Other highlights from the new Review:

 

  • Two scholars debate the value of expanding pre-school education to all children. Lynn Karoly, a senior economist at the RAND Corporation, says the return on such an investment will far outweigh the costs. But Ron Haskins, a senior fellow in economic studies at the Brookings Institute, responds that bigger isn′t necessarily better, and that the result could be expensive and ineffective programs.
  • Online competition is stirring up the real estate brokerage business, and Robert Hahn, Robert Litan and Jesse Gurman of the AEI-Brookings Joint Center for Regulatory Studies argue that web-based brokerage needs to be defended against the big boys. "It′s not surprising that the traditional bricks-and-mortar industry is trying to protect its turf. But policymakers should focus on what′s best for consumers," they write.
  • Things-You-May-Not-Know Dept.: More than 90 percent of paper money in New York, Miami and London contains physical traces of drugs. That′s just the beginning of an in-depth look at the extent of global money laundering in an article by Raymond Baker, a senior fellow at the Center for International Policy in Washington, D.C. "Summing up conservative estimates of criminal, corruption and tax-evasion activities puts the global total of dirty money at $1 trillion a year," he writes.
  • What will it take to make global banking safer? James Barth, a senior fellow at the Milken Institute, Gerard Caprio, a director at the World Bank, and Ross Levine, a professor at Brown University, argue that strong rules are better than strong rule makers.
  • Radha Chaurushiya of the University of Chicago Graduate School of Business offers a reality check for India′s economy. "Economic growth has been concentrated in only a few industries — in particular, in skilled services industries — and has not been accompanied by strong job creation. By no coincidence, the pace of poverty reduction has been disappointing."
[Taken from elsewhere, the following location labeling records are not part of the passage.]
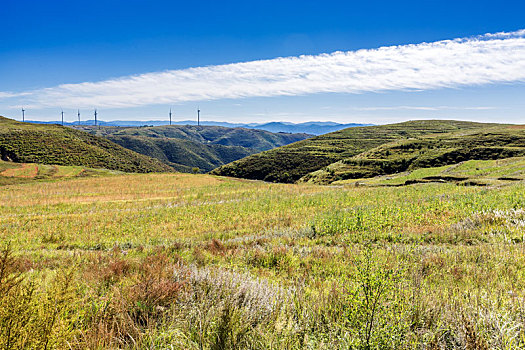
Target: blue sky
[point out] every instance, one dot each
(139, 55)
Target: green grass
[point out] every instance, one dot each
(17, 173)
(473, 172)
(54, 144)
(426, 151)
(290, 163)
(203, 262)
(184, 147)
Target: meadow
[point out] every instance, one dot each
(180, 261)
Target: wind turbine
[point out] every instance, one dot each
(198, 116)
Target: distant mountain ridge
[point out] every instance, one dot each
(186, 147)
(292, 162)
(58, 145)
(313, 128)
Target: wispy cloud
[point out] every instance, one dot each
(424, 108)
(491, 58)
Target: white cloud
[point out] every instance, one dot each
(491, 58)
(424, 108)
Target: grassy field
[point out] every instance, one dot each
(17, 173)
(201, 262)
(290, 163)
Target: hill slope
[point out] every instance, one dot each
(292, 162)
(425, 152)
(184, 147)
(54, 144)
(470, 172)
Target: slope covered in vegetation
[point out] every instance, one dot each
(15, 173)
(184, 147)
(290, 163)
(54, 144)
(427, 151)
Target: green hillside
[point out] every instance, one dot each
(54, 144)
(184, 147)
(470, 172)
(292, 162)
(15, 173)
(427, 151)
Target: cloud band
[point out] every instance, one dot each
(491, 58)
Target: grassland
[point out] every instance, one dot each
(57, 145)
(185, 147)
(202, 262)
(16, 173)
(427, 151)
(290, 163)
(472, 173)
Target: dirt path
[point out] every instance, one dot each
(28, 171)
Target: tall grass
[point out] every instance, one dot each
(201, 262)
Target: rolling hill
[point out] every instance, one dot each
(54, 144)
(185, 147)
(427, 151)
(290, 163)
(314, 128)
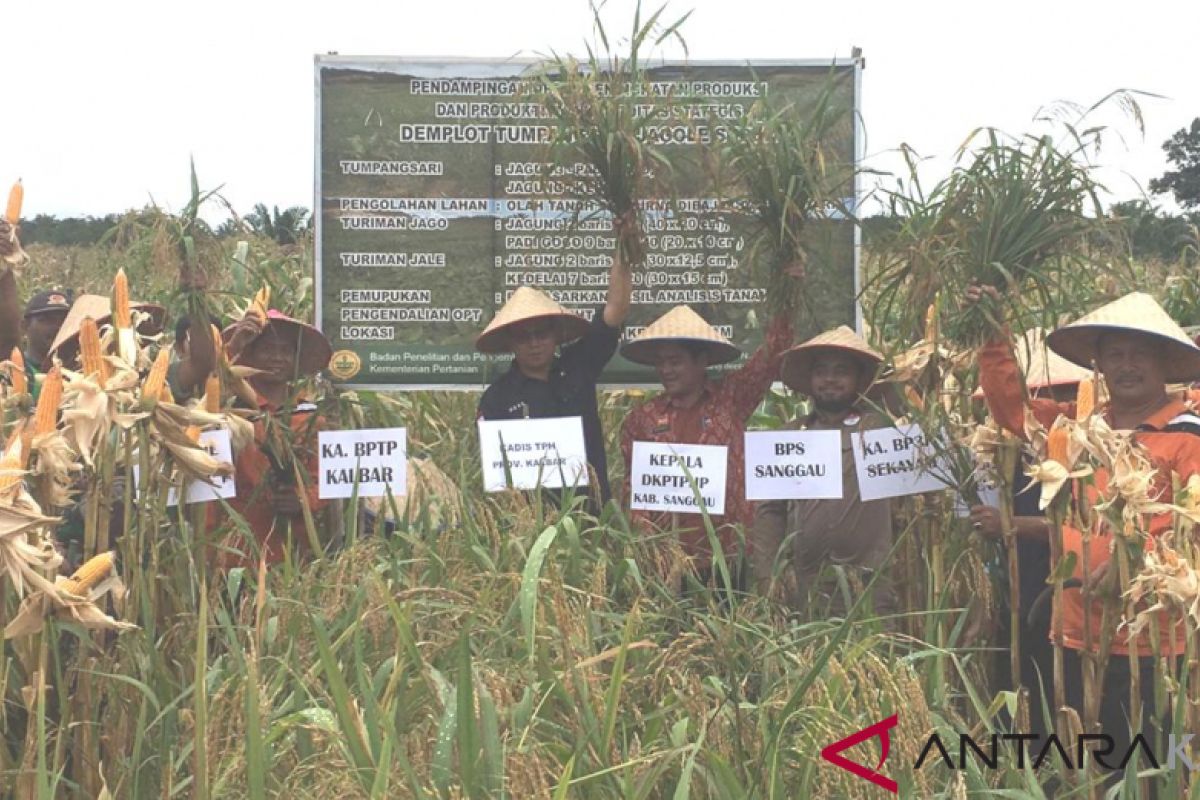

This issue′s book excerpt comes from The Competition Solution, by Paul London of the American Enterprise Institute, who concludes that U.S. economic growth in the 1990s was in large part to the result of a bipartisan political effort to rid the economy of regulation that protected established businesses and their workers. Also in this issue: a Charticle by Institute Senior Fellow William Frey exploring the demographic impact of Hurricane Katrina; the return of Research F.Y.I., a feature highlighting provocative new research in economics; and yet another offbeat, end-of-book "Lists."

The Milken Institute Review is sent quarterly to the world′s leading business and financial executives, senior policy makers and journalists. Its editor is Peter Passell, former economics columnist for The New York Times.